Given a period of $$R=R_1$$ for time $$T_1$$ followed by a period of $$R=R_2$$ for time $$T_2$$, then swapping these two periods around (doing $$R=R_2$$ for time $$T_2$$ first) doesn't change anything before or after the two periods. At least, this is true in the idealisation we've been considering here where the policy in each period multiplies the disease prevalence by a factor independent of the incoming prevalence: granted this, it doesn't matter which order we multiply these two factors. But during the two periods, it's better to take the smaller $$R$$ first since you'd then enjoy lower disease prevalence for longer.

This means given an alternating sequence of $$R=R_1$$ and $$R=R_2$$ strategies, as prescribed by the "Only two values of $$R$$ are needed" argument, you would keeping swap adjacent periods until all of the $$R_1$$s come before all of the $$R_2$$s (assuming $$R_1<R_2$$ for the sake of argument). So you would end up with at most one change of strategy during the whole epidemic as you find yourself engaging in a single large period of $$R_1$$ followed by a large period of $$R_2$$. (Actually carrying this off would require being able to predict the timing of the end of the epidemic, which isn't easy in practice.)

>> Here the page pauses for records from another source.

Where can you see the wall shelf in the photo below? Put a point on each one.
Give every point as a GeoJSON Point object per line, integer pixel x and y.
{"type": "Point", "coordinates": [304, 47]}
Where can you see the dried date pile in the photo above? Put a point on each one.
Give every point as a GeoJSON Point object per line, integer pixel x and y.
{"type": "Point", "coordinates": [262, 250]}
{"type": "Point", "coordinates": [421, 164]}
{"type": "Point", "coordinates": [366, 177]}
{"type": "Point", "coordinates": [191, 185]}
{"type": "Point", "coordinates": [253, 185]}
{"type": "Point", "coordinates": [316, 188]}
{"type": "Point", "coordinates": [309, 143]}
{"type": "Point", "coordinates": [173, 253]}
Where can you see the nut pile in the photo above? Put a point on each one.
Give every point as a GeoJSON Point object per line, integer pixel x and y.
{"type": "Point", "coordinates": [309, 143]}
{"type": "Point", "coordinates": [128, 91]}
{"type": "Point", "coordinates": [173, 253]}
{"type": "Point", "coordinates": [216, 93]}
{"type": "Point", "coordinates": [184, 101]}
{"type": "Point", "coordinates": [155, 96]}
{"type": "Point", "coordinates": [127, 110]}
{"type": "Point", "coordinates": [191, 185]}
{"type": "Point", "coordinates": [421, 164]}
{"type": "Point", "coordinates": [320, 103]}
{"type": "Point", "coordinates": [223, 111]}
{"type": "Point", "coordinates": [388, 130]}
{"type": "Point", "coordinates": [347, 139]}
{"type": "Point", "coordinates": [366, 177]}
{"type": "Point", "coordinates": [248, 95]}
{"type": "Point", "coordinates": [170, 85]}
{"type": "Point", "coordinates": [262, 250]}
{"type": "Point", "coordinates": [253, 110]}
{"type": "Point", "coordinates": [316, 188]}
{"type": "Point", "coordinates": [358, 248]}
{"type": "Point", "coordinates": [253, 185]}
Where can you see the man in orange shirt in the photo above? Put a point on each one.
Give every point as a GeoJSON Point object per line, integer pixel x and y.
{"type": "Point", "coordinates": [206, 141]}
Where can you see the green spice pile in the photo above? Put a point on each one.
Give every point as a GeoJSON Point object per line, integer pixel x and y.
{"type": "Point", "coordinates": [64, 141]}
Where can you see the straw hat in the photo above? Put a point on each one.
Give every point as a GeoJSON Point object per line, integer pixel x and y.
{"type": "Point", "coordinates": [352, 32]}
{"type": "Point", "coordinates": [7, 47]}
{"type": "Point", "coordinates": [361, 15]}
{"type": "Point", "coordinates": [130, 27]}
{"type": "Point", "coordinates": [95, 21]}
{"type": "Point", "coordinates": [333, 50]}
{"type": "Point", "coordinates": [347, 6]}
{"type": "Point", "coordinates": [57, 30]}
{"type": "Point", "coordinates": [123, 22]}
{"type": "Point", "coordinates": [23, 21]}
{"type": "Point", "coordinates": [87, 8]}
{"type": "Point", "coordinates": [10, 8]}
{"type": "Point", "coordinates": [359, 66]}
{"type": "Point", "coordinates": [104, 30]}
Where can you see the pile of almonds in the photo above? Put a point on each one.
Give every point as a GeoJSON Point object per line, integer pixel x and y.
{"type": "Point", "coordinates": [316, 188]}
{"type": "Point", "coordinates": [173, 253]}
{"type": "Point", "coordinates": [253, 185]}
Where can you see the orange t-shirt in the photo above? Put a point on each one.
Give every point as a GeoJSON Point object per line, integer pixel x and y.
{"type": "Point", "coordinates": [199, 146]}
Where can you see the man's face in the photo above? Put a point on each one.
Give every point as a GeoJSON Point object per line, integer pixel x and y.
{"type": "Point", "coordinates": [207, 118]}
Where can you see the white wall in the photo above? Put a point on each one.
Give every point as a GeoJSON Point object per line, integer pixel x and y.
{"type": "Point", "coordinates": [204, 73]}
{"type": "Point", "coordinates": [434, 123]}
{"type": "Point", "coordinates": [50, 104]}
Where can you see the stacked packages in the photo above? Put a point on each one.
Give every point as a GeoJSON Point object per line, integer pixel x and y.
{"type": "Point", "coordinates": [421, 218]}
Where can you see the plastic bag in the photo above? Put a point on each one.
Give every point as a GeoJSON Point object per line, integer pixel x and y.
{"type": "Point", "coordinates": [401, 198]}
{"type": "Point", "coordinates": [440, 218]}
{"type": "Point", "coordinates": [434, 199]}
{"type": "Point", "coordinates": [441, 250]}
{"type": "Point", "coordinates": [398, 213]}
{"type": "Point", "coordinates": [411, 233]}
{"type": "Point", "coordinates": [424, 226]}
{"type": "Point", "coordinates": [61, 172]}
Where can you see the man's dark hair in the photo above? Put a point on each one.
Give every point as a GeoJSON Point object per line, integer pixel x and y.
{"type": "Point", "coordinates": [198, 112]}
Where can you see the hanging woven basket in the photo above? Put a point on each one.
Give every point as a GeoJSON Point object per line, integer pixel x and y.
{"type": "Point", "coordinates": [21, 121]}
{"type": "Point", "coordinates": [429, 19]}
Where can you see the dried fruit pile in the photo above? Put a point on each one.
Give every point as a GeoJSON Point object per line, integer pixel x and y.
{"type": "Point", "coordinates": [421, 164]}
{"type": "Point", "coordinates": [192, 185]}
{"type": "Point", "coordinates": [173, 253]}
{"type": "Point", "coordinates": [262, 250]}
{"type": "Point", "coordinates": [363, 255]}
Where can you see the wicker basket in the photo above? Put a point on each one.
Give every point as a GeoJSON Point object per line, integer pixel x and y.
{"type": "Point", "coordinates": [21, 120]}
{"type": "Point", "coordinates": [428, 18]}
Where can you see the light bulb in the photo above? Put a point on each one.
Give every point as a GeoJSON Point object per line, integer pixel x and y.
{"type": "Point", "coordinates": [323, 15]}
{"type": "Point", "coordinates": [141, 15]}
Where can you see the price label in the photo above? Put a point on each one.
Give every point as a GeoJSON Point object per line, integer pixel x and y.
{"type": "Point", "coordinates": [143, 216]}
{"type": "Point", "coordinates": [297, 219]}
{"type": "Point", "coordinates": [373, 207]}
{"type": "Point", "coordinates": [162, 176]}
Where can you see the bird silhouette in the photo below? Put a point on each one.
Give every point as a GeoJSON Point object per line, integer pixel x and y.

The implied strategy is quite stark then: do all your lockdown to start with. In such a situation when your idealisation leads you to an extreme conclusion, it makes sense to check that the idealisation won't have broken down somewhere along the way. The kinds of things that could limit it are: (i) not being able to sustain the required lockdown for long enough: it's not completely true that lockdown+letup+lockdown is the same as lockdown+lockdown+letup because not everything can be put off indefinitely (otherwise this argument would imply that you could do lockdown for 10,000 years and then switch - i.e., it would obviously prove too much), (ii) the maths changes when the number of cases gets very low: it's not true that you can reduce cases until only $$10^{-100}$$ people are infected and then expect to be able to free everything up on the grounds that it would take a very long time for the virus to double its way back from such a low level. In reality you can extinguish the virus to zero incidence, as some countries have done, though then you have to consider the cost of protecting yourself from reinfection from the rest of the world. Or you could maintain the virus at a very low level that is consistent with the rate of reinfection from the rest of the world (which you would then obviously try to keep to a minimum).

At any rate, this argument would suggest that, at least before you hit limits like (i) and (ii) above (and possibly even then), it's better to go in hard first and never let the prevalence get high.

Conclusion

  • If further or stronger restrictions are imposed when $$R$$ is already less than $$1$$ and disease levels are relatively low, then this may well be a useful thing even though it seems masochistic, because it "builds up credit" in a way that could be better overall.
  • If the policy alternates between strong and weak restrictions then this may be a good thing even if it seems as though the policy-makers can't make up their minds.
  • In the idealisation considered here a policy with three or more levels of restrictions is not useful (though it is still possible that such a multi-level policy makes sense due to this idealisation being too idealistic).